既然偏頭痛將終生與我為伴,我就不能把它當做敵人看待。我需要為自己的人生負責,放棄敵對的斗爭狀態,在可控的范圍內展開行動,溫和地照顧好自己。
我照顧自己的方式有兩種:
持續服藥,以及堅持練習正念。
首先,不要害怕吃藥,也不要過度吃藥。
每個人對疼痛的感知不同,與忍耐和意志力無關,咬牙忍受,也并不是堅強的表現。盡管藥物會有副作用,但疼痛發作的急性期,仍然需要輔助藥物治療。
現在已經有很多維持治療的藥物,可以預防或降低頭痛發作的頻率。關于服藥,我想提醒大家:
(1)止痛藥有多種,適用于每個人的藥物可能不同。究竟哪種有效,可能需要多次嘗試。為了方便醫生了解你的情況,你可以記錄「疼痛日記」,在各色DNA 基因檢測報告里的「行動建議」部分,可以找到記錄的方式;
(2)一定不要擅自服藥,也不要過度服藥。過度使用藥物性頭痛(Medication-Overuser Headache, MOH)的人群發病率,為 1%-2%;
(3)永遠記得遵醫囑。
疼痛不止是生理反應,身心是一體的。我們在服藥減輕疼痛的同時,也要關心自己的情緒健康。而我一邊研究,一邊練習的正念,幫了我很大的忙。
回想我接觸正念之前,被偏頭痛困擾的日子,我時常因厭惡疼痛而感到憤怒和苦悶,為無可預測的下一次發作而感到絕望。
但通過正念練習,我逐漸將這些「痛」作為單純的感覺來感受,不去評價感覺的「好」「壞」,內心也逐漸平靜。
再后來,我在軀體掃描中,發現自己的肩膀持續緊張,可能是引起頭痛的原因之一。這種覺察,讓我養成了不時放松一下肩膀的習慣。
我本以為,這就是「終極」的正念了。
直到 2019 年的某一天,我突然想要認真地調整體態,鍛煉身體。
從那天起,我每周至少去 4 次健身房,每次鍛煉 2 個小時,一直堅持了 3 個月。
這時,我意識到,我真心地承認與接納了「疼痛會長期伴隨我」這一現實。
這種承認,不是單純地知道這件事情,而是從「知道」到「行動」的轉變。
我很喜歡《老友記》第一集,瑞秋剪掉一疊由她老爸代還的信用卡時,莫妮卡對她說的那句話:
Welcome to the real world! It sucks. You're gonna love it!(歡迎來到現實世界,它很糟糕,但你會愛上它的!)
接納不是認命,而是提升我們與生活中那些不可避免的苦難共處的能力。
接納也不代表放棄治療,而是在與自己身體癥狀和解的基礎上,把原來用在否認、逃避或者對抗疼痛上的寶貴精力,轉而投入到更符合人生價值的事情上。

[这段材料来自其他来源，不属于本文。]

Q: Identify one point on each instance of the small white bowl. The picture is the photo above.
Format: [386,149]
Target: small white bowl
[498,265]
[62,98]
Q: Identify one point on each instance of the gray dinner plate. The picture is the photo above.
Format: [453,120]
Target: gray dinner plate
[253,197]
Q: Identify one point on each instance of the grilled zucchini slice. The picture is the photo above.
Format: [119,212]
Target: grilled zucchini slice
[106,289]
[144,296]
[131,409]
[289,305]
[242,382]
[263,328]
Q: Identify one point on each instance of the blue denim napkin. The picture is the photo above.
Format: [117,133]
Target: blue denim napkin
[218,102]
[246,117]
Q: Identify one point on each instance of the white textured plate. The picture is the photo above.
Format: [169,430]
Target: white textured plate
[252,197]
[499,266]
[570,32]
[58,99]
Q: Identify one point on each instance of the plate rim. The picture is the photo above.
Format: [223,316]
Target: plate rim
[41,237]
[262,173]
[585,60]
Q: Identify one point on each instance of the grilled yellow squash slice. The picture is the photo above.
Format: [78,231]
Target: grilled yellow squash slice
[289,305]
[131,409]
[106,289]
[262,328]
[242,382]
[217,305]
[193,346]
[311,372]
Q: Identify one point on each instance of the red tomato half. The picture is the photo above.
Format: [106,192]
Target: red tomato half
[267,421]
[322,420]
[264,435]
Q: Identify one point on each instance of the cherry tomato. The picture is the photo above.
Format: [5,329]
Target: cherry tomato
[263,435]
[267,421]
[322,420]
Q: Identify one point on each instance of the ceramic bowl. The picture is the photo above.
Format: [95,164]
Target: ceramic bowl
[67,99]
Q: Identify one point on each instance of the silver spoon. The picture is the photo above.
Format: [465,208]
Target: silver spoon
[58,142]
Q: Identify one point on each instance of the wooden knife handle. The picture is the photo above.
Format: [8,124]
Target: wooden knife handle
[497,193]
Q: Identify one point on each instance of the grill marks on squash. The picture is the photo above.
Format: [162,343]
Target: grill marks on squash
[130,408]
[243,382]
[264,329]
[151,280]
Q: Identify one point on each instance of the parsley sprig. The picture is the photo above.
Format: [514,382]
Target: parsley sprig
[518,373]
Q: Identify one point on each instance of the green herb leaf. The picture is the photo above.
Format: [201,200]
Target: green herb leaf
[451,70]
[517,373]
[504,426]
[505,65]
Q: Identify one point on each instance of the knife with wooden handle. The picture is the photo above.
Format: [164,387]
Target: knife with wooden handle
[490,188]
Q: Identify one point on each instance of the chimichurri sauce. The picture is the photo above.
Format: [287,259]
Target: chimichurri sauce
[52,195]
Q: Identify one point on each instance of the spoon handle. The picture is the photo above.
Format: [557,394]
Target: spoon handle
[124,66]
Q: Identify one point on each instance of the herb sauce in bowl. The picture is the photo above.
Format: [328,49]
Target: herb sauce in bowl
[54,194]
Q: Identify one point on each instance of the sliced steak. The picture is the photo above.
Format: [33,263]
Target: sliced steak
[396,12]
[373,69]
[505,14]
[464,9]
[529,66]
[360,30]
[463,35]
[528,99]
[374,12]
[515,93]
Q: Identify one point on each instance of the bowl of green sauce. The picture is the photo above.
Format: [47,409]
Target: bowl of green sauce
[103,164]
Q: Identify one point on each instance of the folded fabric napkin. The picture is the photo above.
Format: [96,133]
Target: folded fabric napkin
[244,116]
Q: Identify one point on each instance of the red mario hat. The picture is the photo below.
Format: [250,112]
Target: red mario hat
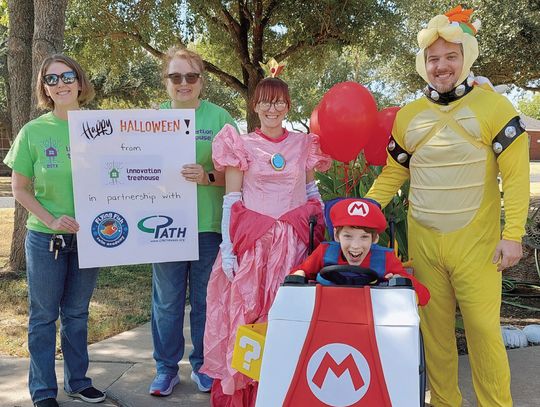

這樣一來,遵醫囑服藥、積極運動、規律生活、心情舒暢、合理飲食……都會變成自然而然的選擇。
正念不是教人躺平。恰恰相反,它能喚起真正為自己人生負責的行動。
參考文獻
[1]Bergman-Bock, S. (2018). Associations Between Migraine and the Most Common Psychiatric Co-Morbidities. Headache, 58(2), 346.
[2] Liu, X. , Wang, S. , Chang, S. , Chen, W. , & Si, M. . (2013). Effect of brief mindfulness intervention on tolerance and distress of pain induced by cold-pressor task. Stress & Health, 29(3), 199-204.